"And where are your fellows, since you are here to put an end to my career?" he asked.

"Monsieur asks too many questions. I have not exactly come here to assassinate you, but to tell you the time, the place, and the manner in which it is to be done. As to my fellows—my master left the carrying out of the plot to me; and I thought it best to tell you first, before preparing them for the——"

"Slaughter! I see, good Etienne!" and La Pommeraye burst into a hearty laugh at the way De Roberval's servant had outwitted him.

"Monsieur has an interview with the Sieur de Roberval to-morrow morning?" questioned the man.

"Yes, most worthy Etienne."

"In the east tower, in my master's room. I am to admit you to that room; and, having done it, I am to lead three other murderers, like myself," said Etienne, with a grin at his own wit, "by a secret passage similar to the one by which I entered your room just now. We are to await a signal from my master—the raising of his sword—and then we are to fall upon you and make sure of our work. He warned me that if we made a botch of it you would probably send us all to Heaven, and if we let aught be known about it, we should all be hanged; and so, methinks, I had better go be hanged."

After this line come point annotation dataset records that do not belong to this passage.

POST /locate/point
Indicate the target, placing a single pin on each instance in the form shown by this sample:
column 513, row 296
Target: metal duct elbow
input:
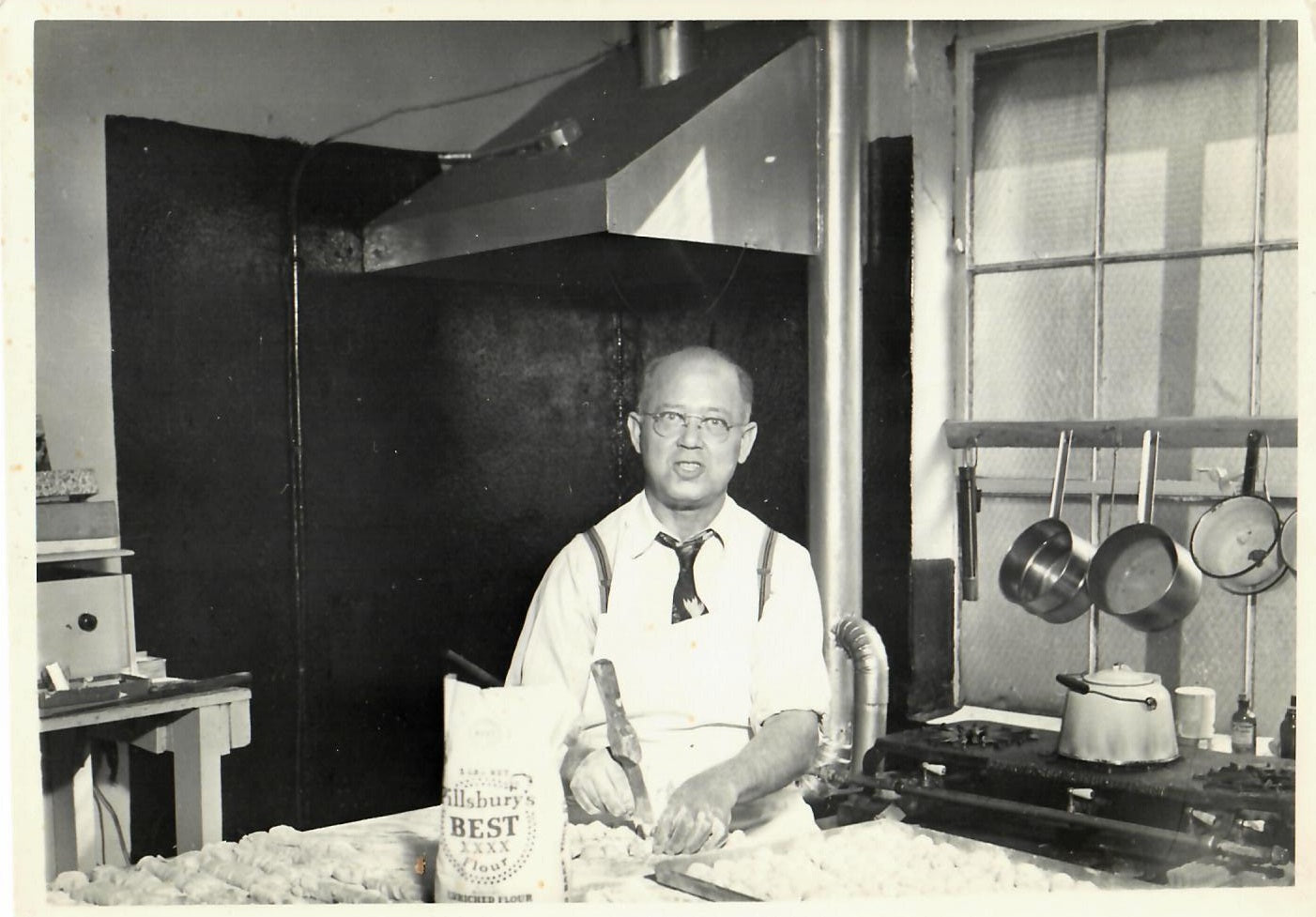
column 867, row 654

Charles could not restrain his amusement at the doleful sincerity with which the last words were uttered. On other lips the closing remark would have sounded like dry humour; but Etienne's voice showed that he expected no better fate.

"So, your master pays me the compliment of hiring no less than four men to kill me," said Charles. "And what do you propose to do, now that you have warned me?"

"I know not, Monsieur. It took me an hour walking up and down outside the gate to get thus far. Another hour's thinking may help me to find some way of escape from the Sieur de Roberval's wrath."